Except this is probably IBM locking out their own operating systems, i.e. they're not "machines that can't run anything other than Linux", they're "machines that can't run z/OS or z/VSE", which IBM has already had for a while. Given that I don't think anybody's has completed a port of any other open-source OSes to z/Architecture, that may amount to "machines that can't run anything other than Linux", but, unless there are bits of z/Architecture Linux that are binary-only and that support undocumented parts of the system (which I think there might be), that's not inherent to those systems.
(This is more like Apple releasing a Mac that doesn't have the right magic to have OS X willing to boot on it; it could still run Linux or Windows or....)
I also noticed the TechCrunch article has a link to the announcement: http://www.linuxfoundation.org/news-media/announcements/2015/08/linux-foundation-brings-together-industry-heavyweights-advance which produces "Access Denied"!!
Works for me....
So I shortened it: http://www.linuxfoundation.org/news-media/announcements/2015/08/ And that page shows no such announcement.
It does now, at the top.
mainframe servers that only run on Linux.
Something about that quote seems backwards to me. Can I run that server on a raspberry pi running Linux?
Will Hercules run on an Raspberry Pi? If so, then, yes, you can run that server on a Raspberry Pi running Linux.
(But, yes, it should have said "that only run Linux".)
Question:"... which IBM server range can run applications written for Windows NT and 2000, Novell NetWare, Aix and OS/2 as well as..."

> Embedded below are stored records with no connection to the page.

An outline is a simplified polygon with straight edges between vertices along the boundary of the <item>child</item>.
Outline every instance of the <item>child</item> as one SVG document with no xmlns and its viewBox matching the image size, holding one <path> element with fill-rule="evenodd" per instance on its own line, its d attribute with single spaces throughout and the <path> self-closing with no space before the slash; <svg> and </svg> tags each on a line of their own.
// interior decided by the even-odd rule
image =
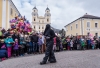
<svg viewBox="0 0 100 68">
<path fill-rule="evenodd" d="M 19 55 L 19 52 L 18 52 L 18 49 L 19 49 L 19 45 L 18 45 L 18 39 L 15 39 L 15 43 L 13 45 L 13 50 L 14 50 L 14 56 L 18 56 Z"/>
</svg>

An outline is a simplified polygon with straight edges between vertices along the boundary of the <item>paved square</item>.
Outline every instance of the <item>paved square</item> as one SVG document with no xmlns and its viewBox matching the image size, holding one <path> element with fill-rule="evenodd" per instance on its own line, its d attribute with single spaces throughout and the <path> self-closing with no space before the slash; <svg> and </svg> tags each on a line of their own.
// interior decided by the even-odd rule
<svg viewBox="0 0 100 68">
<path fill-rule="evenodd" d="M 100 68 L 100 50 L 55 53 L 57 63 L 39 65 L 44 54 L 18 57 L 0 62 L 0 68 Z"/>
</svg>

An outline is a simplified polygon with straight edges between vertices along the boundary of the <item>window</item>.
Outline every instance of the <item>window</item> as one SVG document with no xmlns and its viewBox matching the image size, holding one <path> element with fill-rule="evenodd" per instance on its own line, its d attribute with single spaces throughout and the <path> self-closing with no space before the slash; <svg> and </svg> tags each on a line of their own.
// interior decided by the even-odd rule
<svg viewBox="0 0 100 68">
<path fill-rule="evenodd" d="M 42 21 L 42 23 L 44 23 L 44 21 Z"/>
<path fill-rule="evenodd" d="M 49 22 L 49 19 L 47 19 L 47 22 Z"/>
<path fill-rule="evenodd" d="M 16 13 L 15 13 L 15 16 L 16 16 Z"/>
<path fill-rule="evenodd" d="M 98 33 L 95 33 L 95 36 L 98 37 Z"/>
<path fill-rule="evenodd" d="M 35 26 L 34 26 L 34 29 L 35 29 Z"/>
<path fill-rule="evenodd" d="M 10 14 L 12 15 L 12 14 L 13 14 L 13 9 L 11 8 L 10 10 L 11 10 L 11 11 L 10 11 Z"/>
<path fill-rule="evenodd" d="M 72 30 L 72 26 L 71 26 L 71 30 Z"/>
<path fill-rule="evenodd" d="M 40 26 L 39 26 L 39 29 L 40 29 Z"/>
<path fill-rule="evenodd" d="M 98 27 L 98 23 L 95 23 L 95 28 L 97 28 Z"/>
<path fill-rule="evenodd" d="M 34 21 L 35 21 L 35 18 L 34 18 Z"/>
<path fill-rule="evenodd" d="M 42 29 L 44 29 L 44 27 L 42 27 Z"/>
<path fill-rule="evenodd" d="M 76 33 L 76 36 L 78 35 L 78 33 Z"/>
<path fill-rule="evenodd" d="M 78 24 L 76 24 L 76 29 L 78 28 Z"/>
<path fill-rule="evenodd" d="M 88 33 L 87 33 L 87 35 L 89 36 L 89 35 L 90 35 L 90 33 L 88 32 Z"/>
<path fill-rule="evenodd" d="M 87 22 L 87 27 L 90 27 L 90 22 Z"/>
</svg>

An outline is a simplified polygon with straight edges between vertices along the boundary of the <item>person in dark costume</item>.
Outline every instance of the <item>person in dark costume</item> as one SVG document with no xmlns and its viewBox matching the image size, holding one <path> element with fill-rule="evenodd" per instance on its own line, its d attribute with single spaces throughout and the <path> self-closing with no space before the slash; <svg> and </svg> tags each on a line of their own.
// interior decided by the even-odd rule
<svg viewBox="0 0 100 68">
<path fill-rule="evenodd" d="M 46 64 L 47 60 L 50 63 L 56 63 L 56 58 L 53 52 L 53 38 L 55 37 L 55 33 L 49 24 L 46 25 L 44 36 L 46 38 L 46 51 L 45 57 L 43 58 L 43 61 L 40 62 L 40 65 Z"/>
</svg>

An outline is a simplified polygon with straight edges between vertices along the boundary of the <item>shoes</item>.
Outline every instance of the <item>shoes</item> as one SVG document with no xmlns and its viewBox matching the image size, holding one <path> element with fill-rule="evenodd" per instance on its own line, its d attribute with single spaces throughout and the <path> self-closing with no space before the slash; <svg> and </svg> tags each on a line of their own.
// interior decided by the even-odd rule
<svg viewBox="0 0 100 68">
<path fill-rule="evenodd" d="M 43 64 L 46 64 L 46 62 L 44 62 L 44 61 L 40 62 L 40 65 L 43 65 Z"/>
</svg>

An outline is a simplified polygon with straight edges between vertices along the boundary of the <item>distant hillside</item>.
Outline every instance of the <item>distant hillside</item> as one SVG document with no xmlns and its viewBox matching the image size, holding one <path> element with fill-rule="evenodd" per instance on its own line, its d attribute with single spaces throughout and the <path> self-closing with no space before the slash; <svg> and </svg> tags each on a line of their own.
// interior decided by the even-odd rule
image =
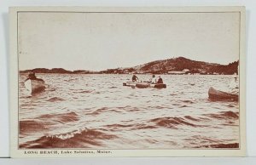
<svg viewBox="0 0 256 165">
<path fill-rule="evenodd" d="M 166 74 L 180 72 L 183 74 L 224 74 L 237 73 L 238 61 L 227 65 L 191 60 L 184 57 L 172 58 L 164 60 L 155 60 L 131 68 L 117 68 L 102 71 L 102 73 L 154 73 Z"/>
<path fill-rule="evenodd" d="M 77 71 L 67 71 L 63 68 L 53 68 L 53 69 L 46 69 L 46 68 L 36 68 L 32 70 L 25 70 L 20 71 L 20 73 L 28 73 L 28 72 L 35 72 L 35 73 L 60 73 L 60 74 L 86 74 L 90 73 L 91 71 L 84 71 L 84 70 L 77 70 Z"/>
<path fill-rule="evenodd" d="M 102 71 L 90 71 L 84 70 L 67 71 L 62 68 L 36 68 L 33 70 L 20 71 L 20 73 L 61 73 L 61 74 L 127 74 L 127 73 L 154 73 L 154 74 L 224 74 L 237 73 L 238 61 L 229 65 L 191 60 L 183 57 L 155 60 L 130 68 L 108 69 Z"/>
</svg>

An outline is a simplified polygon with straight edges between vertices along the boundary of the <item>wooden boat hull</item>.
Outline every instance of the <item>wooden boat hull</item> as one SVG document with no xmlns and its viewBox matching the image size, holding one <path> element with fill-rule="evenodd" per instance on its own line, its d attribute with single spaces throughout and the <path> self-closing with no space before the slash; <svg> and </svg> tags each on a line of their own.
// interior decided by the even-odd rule
<svg viewBox="0 0 256 165">
<path fill-rule="evenodd" d="M 45 84 L 43 81 L 28 79 L 25 82 L 25 87 L 30 94 L 36 94 L 45 89 Z"/>
<path fill-rule="evenodd" d="M 136 85 L 136 83 L 137 83 L 137 82 L 123 82 L 123 86 L 128 86 L 128 87 L 132 87 Z"/>
<path fill-rule="evenodd" d="M 138 88 L 166 88 L 166 84 L 165 84 L 165 83 L 141 82 L 141 83 L 137 83 L 136 87 Z"/>
<path fill-rule="evenodd" d="M 209 98 L 212 100 L 238 100 L 238 95 L 217 90 L 211 87 L 208 90 Z"/>
</svg>

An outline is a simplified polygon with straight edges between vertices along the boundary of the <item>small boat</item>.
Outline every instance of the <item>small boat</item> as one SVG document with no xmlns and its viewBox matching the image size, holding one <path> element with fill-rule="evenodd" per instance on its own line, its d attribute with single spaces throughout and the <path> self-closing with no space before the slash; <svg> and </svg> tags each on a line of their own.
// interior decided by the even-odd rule
<svg viewBox="0 0 256 165">
<path fill-rule="evenodd" d="M 123 86 L 128 86 L 128 87 L 132 87 L 135 86 L 137 82 L 123 82 Z"/>
<path fill-rule="evenodd" d="M 45 89 L 45 84 L 42 79 L 27 79 L 24 84 L 30 94 L 39 93 Z"/>
<path fill-rule="evenodd" d="M 140 83 L 136 83 L 136 87 L 138 88 L 166 88 L 166 84 L 165 84 L 165 83 L 140 82 Z"/>
<path fill-rule="evenodd" d="M 211 87 L 208 90 L 209 98 L 212 100 L 238 100 L 238 94 L 217 90 Z"/>
</svg>

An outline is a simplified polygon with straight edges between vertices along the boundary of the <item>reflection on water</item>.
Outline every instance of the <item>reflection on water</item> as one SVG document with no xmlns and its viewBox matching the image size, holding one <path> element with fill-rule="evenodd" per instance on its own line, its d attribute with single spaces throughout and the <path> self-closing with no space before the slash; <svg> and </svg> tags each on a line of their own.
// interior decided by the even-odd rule
<svg viewBox="0 0 256 165">
<path fill-rule="evenodd" d="M 230 76 L 163 75 L 163 89 L 122 86 L 131 75 L 38 77 L 49 87 L 33 96 L 20 77 L 21 148 L 239 147 L 238 102 L 207 94 L 211 86 L 226 90 Z"/>
</svg>

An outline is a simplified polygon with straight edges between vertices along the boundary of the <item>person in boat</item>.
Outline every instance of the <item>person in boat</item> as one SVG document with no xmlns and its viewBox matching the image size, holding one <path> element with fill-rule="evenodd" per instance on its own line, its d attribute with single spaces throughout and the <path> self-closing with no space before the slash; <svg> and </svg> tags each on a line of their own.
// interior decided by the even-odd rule
<svg viewBox="0 0 256 165">
<path fill-rule="evenodd" d="M 131 80 L 132 80 L 132 82 L 138 82 L 138 77 L 135 74 L 133 74 Z"/>
<path fill-rule="evenodd" d="M 163 79 L 161 78 L 160 76 L 158 77 L 158 79 L 157 79 L 157 82 L 157 82 L 157 83 L 164 83 Z"/>
<path fill-rule="evenodd" d="M 154 75 L 152 75 L 152 78 L 150 80 L 150 83 L 156 83 L 156 78 Z"/>
<path fill-rule="evenodd" d="M 27 76 L 27 78 L 26 79 L 26 80 L 37 80 L 37 81 L 40 81 L 40 82 L 44 82 L 43 79 L 38 78 L 38 77 L 36 77 L 35 72 L 30 72 L 30 73 L 28 73 L 28 76 Z M 25 81 L 25 82 L 26 82 L 26 81 Z"/>
</svg>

Answer: "Probably the most important development, however, came in 1998, when the ability to run Windows NT was added (Windows 2000 has become an option now on the latest version)"
* BOTH quotes are from -> http://www.computerweekly.com/...
...which is talking about add-on x86 processors running NT (and other x86 operating systems).
IBM has a software layer called UNIX System Services to provide an AIX environment on most of their Z-mainframes - apparently it won't be supported on this new one though. From my limited experience, I think the Linux implementation was more seamless and better regarded than USS, which had sort of a '90s-compatibility layer feel.
Because it is a compatibility layer atop OS/VS2 Multiple Virtual Storage. a/k/a MVS, or, as it's called these days with its 64-bitification, z/OS - complete with EBCDIC being the native character set (so watch out for those UN\*X programs that assume 'a' through 'z' or 'A' through 'Z' are contiguous!). If the new machines don't support z/OS, they won't support USS, either.